King of Makuria
- Reign: c. 1286
- Predecessor: Barak

Names
- Georgios Symôn ⲅⲉⲱⲣⲅⲓⲟⲩ ⲥⲩⲙⲟⲛ
- Religion: Coptic Orthodox Christianity

= Simamon of Makuria =

Simamon (Old Nubian: ⲥⲓⲙⲁⲙ̄ⲱⲛ, Simamôn) was a king of the Nubian kingdom of Makuria that ruled about 1286.

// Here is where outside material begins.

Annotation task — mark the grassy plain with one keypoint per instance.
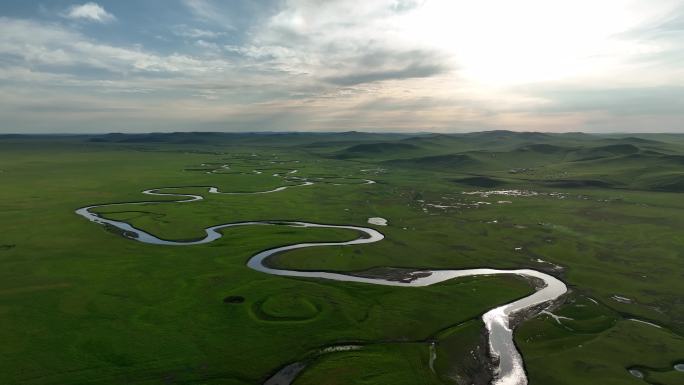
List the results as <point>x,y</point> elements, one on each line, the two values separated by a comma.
<point>82,305</point>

Simamon ruled in the late 13th century, shortly after the Mamluk Sultanate invaded Makuria, deposed its king David and turned Makuria into a puppet state. Simamon's mother was a woman called Ashilla, his father remains unknown. According to Ibn Abd al-Zahir he succeeded a certain Barak, who was murdered by the Mamluks in or shortly after 1279. Simamon may have been king of Makuria as early as 1280, as a fragmentary document from Qasr Ibrim dated to that year mentions him and his mother. He ruled for certain by 1286, when he is mentioned in another document from Qasr Ibrim discussing a land sale. According to al-Zahir Simamon was deposed in late 1287, yet another source, Al-Nuwayri, claims that Simamon ruled until about 1295.